The Affordable Care Act regulation appears to be achieving its goals

The Affordable Care Act's medical loss ratio regulation hit the profits of individual market insurers harder than those of other markets, but also decreased administrative costs.

In a study published in Health Affairs, a research team led by Virginia Commonwealth University health administration professor Michael McCue examined multi-state insurers' 2010 and 2011 financial filings, and found the operating margins of group health plans to some extent compensating for declines in the individual market.

The median operating margin for for-profit individual plans fell 1.3 percent between 2010 and 2011 – ending up at around the break even point, McCue and colleagues found.

Among the 1,219 individual health plans studied, the median loss ratio increased by 5.5 percent between 2010 and 2011 – meaning they either paid more in claims or provided refunds – while the median administrative ratio fell by 2.6 percent.

In the bottom quartile of individual health plans, McCue and colleagues found increased loss ratios of 11 percent, and in both the top and bottom quartiles, administrative costs and profits declined across the board, much as the law intended.

For individual health plans in the top quartile, median administrative ratios declined by 4 percent and profits fell by six percent.
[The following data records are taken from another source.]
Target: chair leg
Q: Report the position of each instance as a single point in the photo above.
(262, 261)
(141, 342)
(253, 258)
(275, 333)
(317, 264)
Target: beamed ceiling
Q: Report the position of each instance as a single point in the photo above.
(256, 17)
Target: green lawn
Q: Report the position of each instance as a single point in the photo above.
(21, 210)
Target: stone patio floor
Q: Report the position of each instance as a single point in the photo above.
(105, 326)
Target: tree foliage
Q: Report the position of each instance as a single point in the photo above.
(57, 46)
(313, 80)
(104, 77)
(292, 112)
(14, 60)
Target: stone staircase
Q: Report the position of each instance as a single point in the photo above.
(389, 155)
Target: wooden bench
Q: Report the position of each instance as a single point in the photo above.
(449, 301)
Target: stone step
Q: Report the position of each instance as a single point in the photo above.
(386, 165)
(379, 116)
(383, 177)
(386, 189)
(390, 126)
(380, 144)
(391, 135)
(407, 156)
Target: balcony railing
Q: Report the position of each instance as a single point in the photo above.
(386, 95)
For-profit insurers saw most of the declines in operating margins as they complied with the rules for paying 80 percent of premium revenue in claims or refunds and limiting 20 percent to administrative costs and profits.
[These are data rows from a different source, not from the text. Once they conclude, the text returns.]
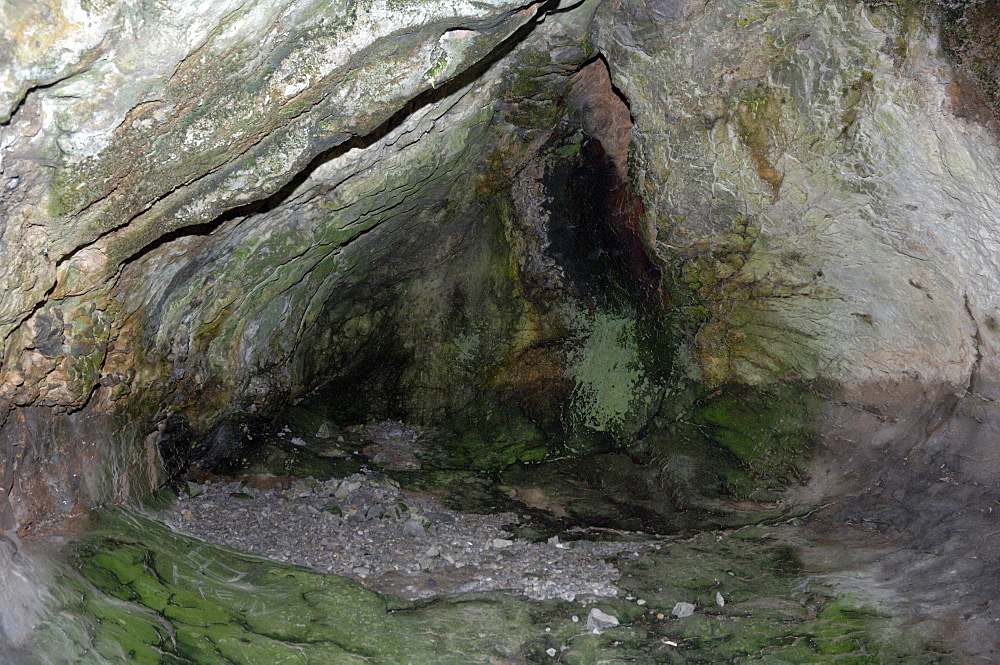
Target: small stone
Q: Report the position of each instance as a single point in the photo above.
(347, 488)
(682, 610)
(598, 621)
(412, 527)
For nonprofit individual health plans, "only the change in administrative cost ratio was even marginally significant," McCue and colleagues wrote.
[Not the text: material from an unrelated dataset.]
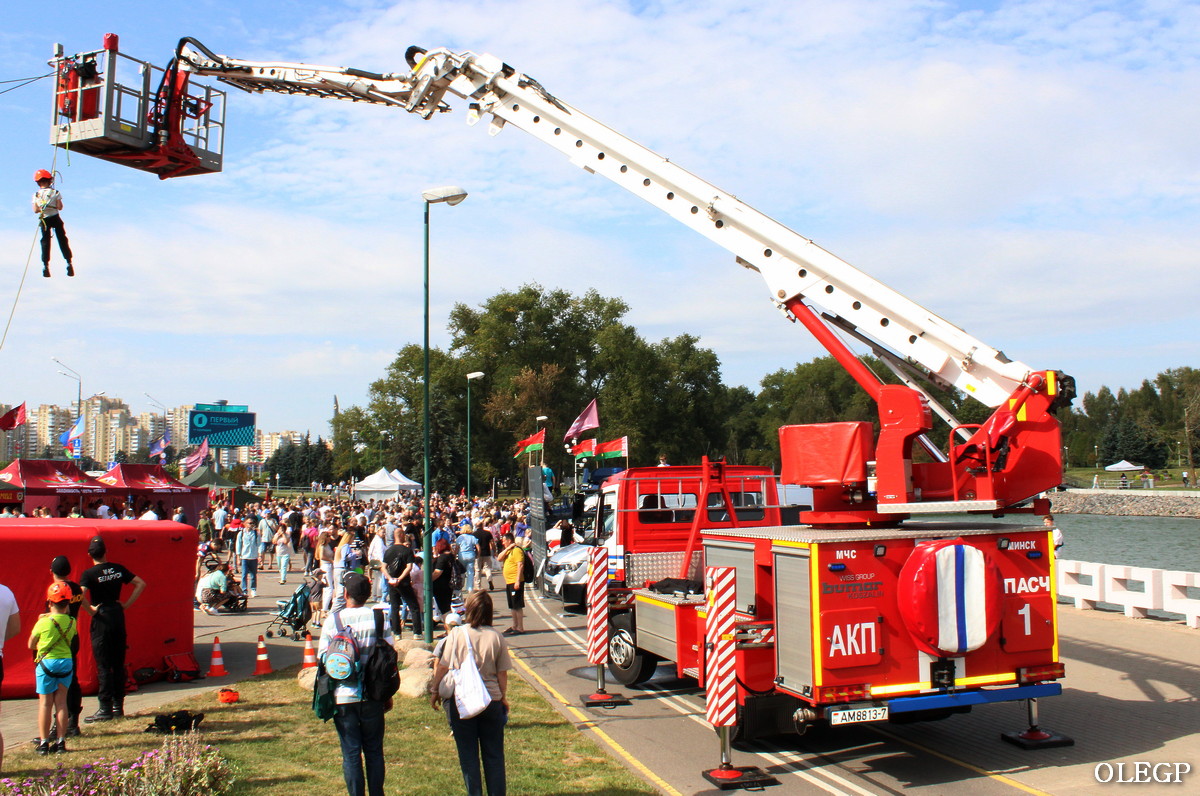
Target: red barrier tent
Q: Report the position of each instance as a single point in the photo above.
(52, 483)
(160, 623)
(154, 483)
Among the 804 small group market health plans the team studied, "only the change in median administrative cost ratio was significant," declining by one percent between 2010 and 2011, with median profit margins ending up 3.6 percent.

[See also: Barking up the wrong tree on medical loss ratio reform]

Small group insurers had a median above 80 percent in both years, with little variation between insurers across quartiles. For for-profit small group health plans, the only significant change was a drop in administrative costs – while non-profit plans actually saw a one percent increase in the median operating margin.

Among the 750 large group health plans McCue and colleagues studied, the median administrative cost ratio "declined significantly" by about one percent between 2010 and 2011, although changes to the median loss ratio and median operating margin was not that noticeable, with median profits of around 1.8 percent.

"As was the case in the small-group market, nonprofit and for-profit insurers performed similarly in the large group market, as did insurers in the top and bottom quartiles," the team wrote.

While the annual changes were similar for both nonprofits and for-profits, they found it "notable that in each segment, nonprofit insurers reported lower operating margins and administrative costs, and higher medical loss ratios in both years, compared to for-profit insurers."

As far as profitability patterns, McCue and colleagues said that group markets have helped offset declining margins for the individual market.

"Further analysis would be required to know with greater certainty whether these apparent patterns and differences resulted primarily from the new medical loss ratio rule and these insurers' corporate traits or from other regulatory factors and market condition," McCue and colleagues wrote.

For the MLR start year of 2010, the team also found that nonprofit health plans had a median loss ratio 16 percentage points higher than for-profits, and a median administrative cost ratio 8 percentage points lower. "Thus, for-profits had much more room for improvement than nonprofits did."